Against this backdrop, Mr. Biden has been mildly critical of the Palestinian leadership. “The Palestinian Authority also has important work to do, if you don’t mind if I tell you,” he said. Biden said. “The time has come to strengthen Palestinian institutions for better governance, transparency and accountability.”

But many Palestinians have their own criticisms of the Biden administration: 65 percent of them oppose dialogue between their leadership and the United States.

mr. Biden has not formally reversed the Trump administration’s decision to legalize Israeli settlements in the West Bank, which much of the world considers illegal. Under pressure from Israel, he did not reopen the US Consulate to the Palestinians in Jerusalem and the Palestinian Legation in Washington, both of which were closed under Mr. Trump. Trump.

The Biden administration has also angered the Palestinians by recently refusing to push Israel to open a criminal investigation into the May murder of Palestinian American journalist Shirin Abu Akle, during which numerous investigations were carried out. including one from The New York Timesdiscovered that the bullets had been fired from the location of an Israeli army unit.

Palestinians demonstrated against Mr. Biden on Friday in both Jerusalem and Bethlehem, and some Palestinians criticized him. Abbas for meeting him.

“Palestinians see the US as a partner in the occupation, whether it be financing or political support for Israel,” said Suhaib Zahda, 39, a political activist from the West Bank city of Nablus.

mr.
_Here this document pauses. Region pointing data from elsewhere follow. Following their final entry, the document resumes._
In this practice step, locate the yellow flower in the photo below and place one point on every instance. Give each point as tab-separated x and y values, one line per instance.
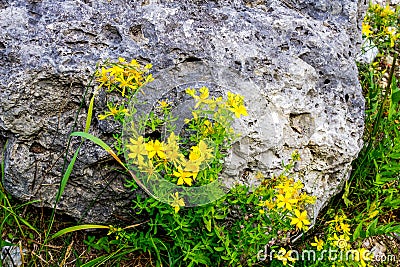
183	177
163	104
285	201
366	29
205	152
239	110
342	242
124	83
319	243
148	168
172	154
155	148
114	111
103	79
284	256
203	98
307	199
259	175
345	227
195	154
363	255
300	220
137	149
192	167
387	11
207	128
115	71
191	92
177	202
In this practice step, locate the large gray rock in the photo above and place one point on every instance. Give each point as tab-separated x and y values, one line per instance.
299	56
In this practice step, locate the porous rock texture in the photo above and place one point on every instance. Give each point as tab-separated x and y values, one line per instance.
299	56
Biden said he sympathized with the disappointment of the Palestinians. “The Palestinian people are in pain right now – you can just feel it,” he said on Friday, adding that the Palestinian experience reminded him of his own Irish heritage and the Irish struggle under colonial British rule.

The President quoted a verse from “The Cure for Troy,” a poem by the Irish poet Seamus Heaney that he often quotes:

History says don’t hope
This side of the grave
But then, once in a lifetime
A welcome tidal wave
Justice may rise
And hope and history rhyme

mr. Biden then added that he hoped “we’re getting close to one of those moments where hope and history rhyme.”

He did not elaborate on how or why.

Hiba Yazbek provided a report from Jerusalem.